Tuesday, May 9, 2023

Boeing Jumps on $40B 737 Max Order; Ryanair Bets Big on Postpandemic Travel

Boeing shares jumped on Tuesday after Europe's biggest discount airline, Ryanair, made a $40 billion order for the plane-maker's workhouse 737 Max aircraft amid a massive bet on the strength of the post-pandemic rebound in global travel. 

Ryanair said it would buy as many as 300 737 Max jets, which carry a list price of around $40 billion if the deal is filled to completion. The carrier noted that the deliveries would be phased over a period beginning in 2027 and ending in 2033. 

Ryanair said the deal would enable it to "deliver sustained traffic and tourism growth at lower fares (and lower emissions per flight) across all European countries" as it "continues to lead the post-covid traffic, tourism and jobs recovery."

The order also follows Boeing's recent plans to boost 737 Max production rates to 38 aircraft per month, from the current pace of 31, over the near term. The aerospace giant is looking to meet its goal of generating between $3 billion and $5 billion of free cash flow before the end of the year. 
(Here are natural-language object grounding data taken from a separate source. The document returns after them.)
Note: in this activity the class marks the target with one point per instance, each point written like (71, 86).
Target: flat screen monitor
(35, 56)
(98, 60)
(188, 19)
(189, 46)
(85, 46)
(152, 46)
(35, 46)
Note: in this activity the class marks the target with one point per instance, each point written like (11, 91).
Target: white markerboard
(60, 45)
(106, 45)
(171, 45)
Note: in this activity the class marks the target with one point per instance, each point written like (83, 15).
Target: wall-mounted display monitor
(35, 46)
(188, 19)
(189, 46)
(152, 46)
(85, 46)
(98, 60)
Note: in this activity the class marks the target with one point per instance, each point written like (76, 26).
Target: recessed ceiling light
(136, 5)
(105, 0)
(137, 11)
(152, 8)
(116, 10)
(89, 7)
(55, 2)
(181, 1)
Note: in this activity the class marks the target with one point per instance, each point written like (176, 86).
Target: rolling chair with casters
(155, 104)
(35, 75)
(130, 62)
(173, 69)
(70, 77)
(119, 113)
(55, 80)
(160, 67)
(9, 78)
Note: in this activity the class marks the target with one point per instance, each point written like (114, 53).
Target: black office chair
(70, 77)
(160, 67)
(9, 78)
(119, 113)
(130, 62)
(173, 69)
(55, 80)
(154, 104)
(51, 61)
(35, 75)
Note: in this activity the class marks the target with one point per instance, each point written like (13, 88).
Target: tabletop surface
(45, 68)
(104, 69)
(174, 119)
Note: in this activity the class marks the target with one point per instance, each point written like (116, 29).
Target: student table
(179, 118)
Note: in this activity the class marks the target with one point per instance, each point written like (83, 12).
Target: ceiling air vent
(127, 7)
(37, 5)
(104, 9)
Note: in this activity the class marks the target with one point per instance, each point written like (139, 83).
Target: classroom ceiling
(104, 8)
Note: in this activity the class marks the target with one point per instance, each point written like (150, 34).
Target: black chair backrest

"The Boeing-Ryanair partnership is one of the most productive in commercial aviation history, enabling both companies to succeed and expand affordable travel to hundreds of millions of people," said Boeing CEO Dave Calhoun. "Nearly a quarter century after our companies signed our first direct airplane purchase, this landmark deal will further strengthen our partnership. "We are committed to delivering for Ryanair and helping Europe's largest airline group achieve its goals by offering its customers the lowest fares in Europe," he added. Boeing shares were marked 2.6% higher at last check following confirmation of the Ryanair orders, to change hands at $202.30 each.

Boeing Deliveries Top Airbus; Order Book Gains 

Last month, Boeing posted delivery figures that topped its main rival, Airbus, for the first time in nearly five years, thanks to a surge in demand for the 737 Max and its wide-body 787 Dreamliner.

Boeing's order book has also seen some impressive gains so far this year, including the first-ever sale of its workhorse 737 Max jets to Japan Airlines late last month.

JAL said it would buy 21 of the narrow-body 737 aircraft, at a list price of around $2.5 billion, with the aim of adding the planes to its expanding fleet by the year 2026.

The deal also represents a major win for Boeing over its European rival, Airbus, which had been courting JAL with its A320neo narrow-body jet.

Boeing has received commitments for the sale of more than 200 787 Dreamliners over the past two months. Those include a $37 billion deal with Saudi Arabia in March and a long-reported deal to sell nearly 300 jets to Air India, Asia's largest commercial carrier.

Boeing's commercial airplane backlog was pegged at 4,200 aircraft, with a value of around $291 billion, at the end of March, the company said on April 27. That day it posted a wider-than-expected-first quarter loss of $1.27 per share, as revenue rose 28% from a year earlier to $17.92 billion.

"Our customers are seeing record booking volumes and very strong forward yields for late spring and summer to the point of being able to offset sharply higher fuel prices, and they're also highlighting the return of business travel," Calhoun told investors late last month.